Test 3 = Secondary winding resistance. Again, valid. Thousands of ohms due to the large numbers of very fine wire.
Test 2 = Testing from "A" to..."A"? They should be connected internally, thus essentially zero resistance. There's switched-battery power into the coil in one "A", and that same power goes to the module for it's power via the other "A" terminal. This is a sorta-valid test, if the two "A"s aren't connected, the module doesn't get power and the vehicle has no spark. It's also something I've never considered before, never tested before, 'cause I've never seen or heard of a failure here.
The IMPORTANT Test Not Shown = Primary winding resistance. This would be from "A" to "B". Should be very low resistance since there's few turns of relatively large wire.

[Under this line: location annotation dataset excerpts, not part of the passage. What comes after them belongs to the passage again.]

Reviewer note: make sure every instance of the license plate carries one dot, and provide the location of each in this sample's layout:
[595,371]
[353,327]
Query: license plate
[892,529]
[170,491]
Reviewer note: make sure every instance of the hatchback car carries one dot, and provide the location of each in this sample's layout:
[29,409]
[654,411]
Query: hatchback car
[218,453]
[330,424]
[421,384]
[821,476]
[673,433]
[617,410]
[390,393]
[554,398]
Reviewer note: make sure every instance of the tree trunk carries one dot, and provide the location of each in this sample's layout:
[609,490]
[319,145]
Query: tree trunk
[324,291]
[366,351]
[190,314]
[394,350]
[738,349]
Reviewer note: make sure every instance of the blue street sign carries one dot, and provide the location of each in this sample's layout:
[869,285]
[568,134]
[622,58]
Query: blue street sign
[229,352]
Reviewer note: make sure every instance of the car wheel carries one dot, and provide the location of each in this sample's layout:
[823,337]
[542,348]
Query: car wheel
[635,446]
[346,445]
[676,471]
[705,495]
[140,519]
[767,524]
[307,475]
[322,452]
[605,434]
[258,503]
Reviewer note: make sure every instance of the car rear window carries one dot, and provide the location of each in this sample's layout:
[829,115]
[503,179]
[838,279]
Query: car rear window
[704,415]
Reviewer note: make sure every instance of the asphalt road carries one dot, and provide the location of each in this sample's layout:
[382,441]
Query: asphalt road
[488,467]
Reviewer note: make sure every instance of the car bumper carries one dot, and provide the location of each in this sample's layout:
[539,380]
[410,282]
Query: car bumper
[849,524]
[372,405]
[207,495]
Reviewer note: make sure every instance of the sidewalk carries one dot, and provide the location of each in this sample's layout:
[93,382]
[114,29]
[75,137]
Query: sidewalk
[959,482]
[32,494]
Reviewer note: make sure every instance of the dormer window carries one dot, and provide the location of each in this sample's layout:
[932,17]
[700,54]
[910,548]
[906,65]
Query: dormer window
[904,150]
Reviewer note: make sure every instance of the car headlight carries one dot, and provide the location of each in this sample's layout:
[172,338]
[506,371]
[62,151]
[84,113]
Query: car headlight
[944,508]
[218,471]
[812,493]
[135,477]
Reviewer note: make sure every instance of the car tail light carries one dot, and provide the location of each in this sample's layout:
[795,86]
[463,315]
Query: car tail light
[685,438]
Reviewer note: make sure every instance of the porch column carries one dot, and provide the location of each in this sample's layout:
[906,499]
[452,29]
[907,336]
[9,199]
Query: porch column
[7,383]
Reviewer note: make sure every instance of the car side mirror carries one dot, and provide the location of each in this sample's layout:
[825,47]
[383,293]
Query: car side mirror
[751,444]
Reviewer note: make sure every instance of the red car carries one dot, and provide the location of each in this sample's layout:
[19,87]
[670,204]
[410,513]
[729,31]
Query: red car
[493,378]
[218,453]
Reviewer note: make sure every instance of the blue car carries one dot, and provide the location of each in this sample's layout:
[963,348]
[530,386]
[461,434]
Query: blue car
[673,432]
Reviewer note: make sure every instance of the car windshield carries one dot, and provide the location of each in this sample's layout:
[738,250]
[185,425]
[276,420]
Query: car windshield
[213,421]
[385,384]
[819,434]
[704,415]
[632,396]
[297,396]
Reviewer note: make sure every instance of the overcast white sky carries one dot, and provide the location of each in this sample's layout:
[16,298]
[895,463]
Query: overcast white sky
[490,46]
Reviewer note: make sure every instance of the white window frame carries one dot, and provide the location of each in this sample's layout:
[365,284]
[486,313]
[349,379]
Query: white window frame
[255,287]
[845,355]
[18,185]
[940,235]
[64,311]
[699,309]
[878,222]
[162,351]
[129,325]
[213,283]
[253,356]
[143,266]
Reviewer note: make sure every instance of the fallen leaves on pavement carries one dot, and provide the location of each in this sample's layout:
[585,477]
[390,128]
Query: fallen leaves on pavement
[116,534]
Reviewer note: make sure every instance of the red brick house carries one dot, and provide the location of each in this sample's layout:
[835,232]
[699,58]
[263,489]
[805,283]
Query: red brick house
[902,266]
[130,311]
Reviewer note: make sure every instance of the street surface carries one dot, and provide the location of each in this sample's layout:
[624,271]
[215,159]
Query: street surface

Typically about 0.5 to 0.7 ohms on HEI coils, double or triple on older, ballast-resistor-style ignitions.
The other test not shown = "B" to "B". Just like the "A" to "A" test, it's not something I'd have considered before now. One of the "B" terminals leads to the module, it's how the module grounds the primary windings. The other "B" terminal would connect to the tach, if there is one. If the two "B" terminals aren't connected, the tach doesn't work, or the engine has no spark, so it doesn't run...and the tach doesn't work.
Point is, testing "A" to "B" is enormously more important than "A" to "A", or "B" to "B".
Please link to the web-page that has that diagram. I wanna research this some more.